By 1938, all of Germany is lit up. Germans can find out what happened in their hometown here.
With its documentation of the growing number of antisemitic attacks in the Third Reich, the museum takes a clear stance against today's ever-louder assaults upon Jewish memory – and this is perhaps even more important than it was 20 years ago. There is an invisible link to a room towards the end of the exhibition themed around anti-Semitism: we’re reminded of the “circumcision debate”, the Judensau (the Jew’s sow statue at the Wittenberg city church), the word israelkritisch (critical of Israel) - and why there’s no word for “critical of France” in the German dictionary.
A single visit doesn't do justice to the exhibition. One could spend a whole afternoon just examining the complicated relationship of Jews with the antisemitic composer Richard Wagner. None other than Theodor Herzl is cited as saying that on the days that he couldn’t listen to a Wagner opera, he lacked inspiration to work on his book The Jewish State. It’s well worth listening to the interviews with the director Barrie Kosky and the conductor Daniel Barenboim on the subject of Wagner.
A particular highlight is an extraordinary display case containing a wealth of Jewish cultural objects: impressive Torah jewellery, Torah ark curtains, lamps. More than anything, they remind us that material Jewish culture was almost utterly destroyed in Germany.
An interactive family album on a huge touchscreen lets you trace the inherited family objects that form the centrepiece of the collection.
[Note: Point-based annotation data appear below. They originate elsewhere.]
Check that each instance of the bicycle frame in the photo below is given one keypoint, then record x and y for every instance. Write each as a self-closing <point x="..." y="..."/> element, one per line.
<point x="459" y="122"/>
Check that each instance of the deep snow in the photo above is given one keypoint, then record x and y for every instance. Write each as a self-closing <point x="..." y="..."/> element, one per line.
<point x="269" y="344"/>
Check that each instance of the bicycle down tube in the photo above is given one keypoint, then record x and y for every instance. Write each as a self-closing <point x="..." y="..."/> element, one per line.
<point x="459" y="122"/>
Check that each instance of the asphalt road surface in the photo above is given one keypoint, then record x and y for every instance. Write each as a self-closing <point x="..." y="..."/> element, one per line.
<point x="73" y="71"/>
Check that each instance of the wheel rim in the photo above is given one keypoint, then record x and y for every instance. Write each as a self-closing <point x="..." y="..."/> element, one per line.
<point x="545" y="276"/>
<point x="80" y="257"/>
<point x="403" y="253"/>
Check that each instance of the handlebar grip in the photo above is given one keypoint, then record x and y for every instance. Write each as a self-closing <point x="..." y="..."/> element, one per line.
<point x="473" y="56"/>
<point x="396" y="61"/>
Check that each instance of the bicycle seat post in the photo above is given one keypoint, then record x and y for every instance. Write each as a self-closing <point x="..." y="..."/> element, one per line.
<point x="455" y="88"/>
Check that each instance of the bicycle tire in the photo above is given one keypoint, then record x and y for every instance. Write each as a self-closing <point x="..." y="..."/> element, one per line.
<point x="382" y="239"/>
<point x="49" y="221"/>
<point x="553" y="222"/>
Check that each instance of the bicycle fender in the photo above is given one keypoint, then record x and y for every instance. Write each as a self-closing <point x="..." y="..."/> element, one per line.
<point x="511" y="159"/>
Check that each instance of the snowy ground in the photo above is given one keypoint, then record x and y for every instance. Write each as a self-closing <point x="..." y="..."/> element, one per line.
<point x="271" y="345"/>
Rudi Librowicz, for example, bequeathed the museum not only a precious Torah scroll which he was given for his Bar mitzvah in Berlin, he also gifted the museum his copy of the book Struwwelhitler that his parents gave him once the family had moved to England.
The history of Jews in East Germany remains a sidenote
The new core exhibition risks taking a closer look at the present day and the decades since 1945, with a focus on reconciliation, Germany’s relationship to Israel and the Russian-speaking Jews who immigrated from the former Soviet Union.
Here, for instance, we encounter an Erika typewriter with Cyrillic keys. With this very machine, one Noam Kruk typed out applications for Jews who wanted to emigrate from Ukraine to West Germany in the 1970s.
There’s a lot here, but still it’s not enough. The post-war segment is told primarily from a West German perspective, while the history of Jews in the GDR is barely touched upon.
What does it mean to be Jewish? The exhibition provides no definitive answer. One should listen intently to “Final chorus”, part of a video installation titled “Mesubin” by Yael Reuveny that concludes the show.
“I want to be a Ninja,” cries a young boy from an Orthodox family sporting sidelocks and a kippah. Here, some 50 Jewish men and women from Berlin and across Germany –old and young, religious and non-religious—speak about what it means for them to be Jewish. Of course, it’s impossible to fit all of these people into one box. And then, at the end, all of them join together to sing a Passover song - nicely out of tune.
Such ambiguity is a strength that makes the exhibition feel almost boundless. It’s an invitation to all Berliners, Jewish or not. In recent years, locals have made up a very small proportion of visitors. Now they have a reason to return.
The new core exhibition at the Jewish Museum Berlin, “Jewish Life in Germany: Past and Present” opened on August 23.